Пятница. (2 Тим. 1, 1–2. 8–18; Лк. 19, 12–28). Притча о десяти минах изображает всю историю человечества до второго пришествия Христова. Господь говорит в ней о Себе, что Он идет чрез страдания, смерть и воскресение к Отцу Небесному принять царство над человечеством, которое все — Его родовое достояние. Оставшиеся на земле делятся на две половины: на рабов, поработивших себя Господу чрез послушание вере, и на нехотящих иметь Его царем и работать Ему, ради неверия своего. Тем, которые приступают ко Господу верою, с готовностию работать Ему, даются дары Святого Духа в св. таинствах: это мина — и каждый верующий получает ее на служение в кругу верующих. Когда все из рода человеческого, способные покоряться Господу, покорятся Ему, тогда Он снова придет, как принявший Царство. Первым делом Его будет рассудить рабов, кто что приобрел данною благодатию, а потом последует суд и над теми, которые не захотели иметь Его царем, т. е. или не уверовали, или отпали от веры. Напечатлей эти истины в уме своем и не отводи от них внимания, ибо тогда будет решение, которому уж не жди перемены. Бегай неверия; но и веруй не праздно, а приноси и плоды веры. Обретши тебя верным вмале, Господь и над многим тебя поставит.

 

Суббота. (Гал. 5, 22–6, 2; Лк. 10, 19–21). “Славлю Тебя, Отче, Господи неба и земли, что Ты утаил сие от мудрых и разумных и открыл младенцам.
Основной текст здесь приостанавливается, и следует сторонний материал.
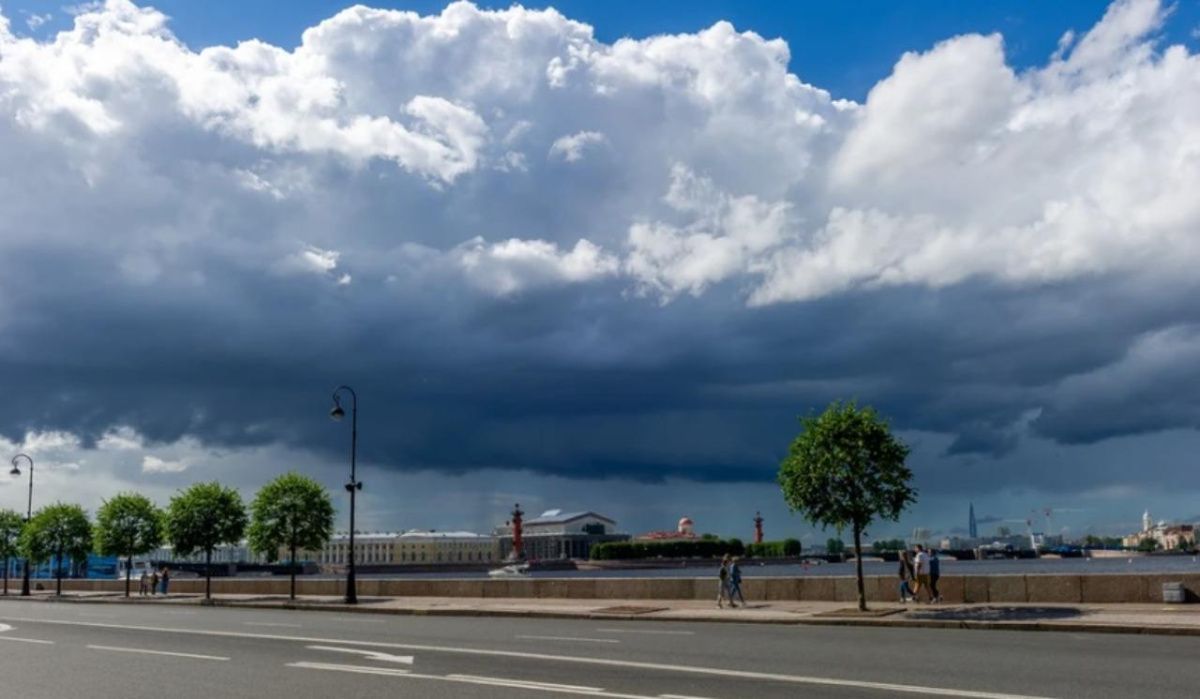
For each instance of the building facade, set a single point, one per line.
(555, 535)
(411, 548)
(1165, 536)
Ей, Отче, ибо таково было Твое благоволение”. Вот суд над человеческой мудростию и разумностью. И он видимо исполняется. Откровение теперь пред глазами в Божеских писаниях, и разумники читают его, но не понимают. Дивиться надобно: писано просто, а им все представляется там не так, как написано; словно ослепило их. Младенцы видят и понимают; а для них открытое сокрыто. Такой порядок угодно было учредить Отцу Небесному; стало быть, и нечего спорить. Если бы совсем не было открыто существенно нужное, ну тогда разумники могли бы еще возражать; а то открыто — приходи и бери, затем открыто, чтоб ты брал: стань только младенцем. “Как — я?… Ни за что!” Ну, как хочешь; и оставайся себе премудрым и разумным, ничего, однако же, существенно нужного не понимающим и не вмещающим в своей голове, блуждающим среди призраков и иллюзий, порождаемых твоим умничанием и держащих тебя в полном ослеплении, по которому ты думаешь, что ты зрячий, а ты слеп, “мжай”, т. е. кое что видишь, как сквозь густую мглу. Но это не указывает тебе настоящей дороги и не ведет к цели, а только держит в неисходном кругу самопрельщения. Избави нас, Господи, от такого страшного состояния!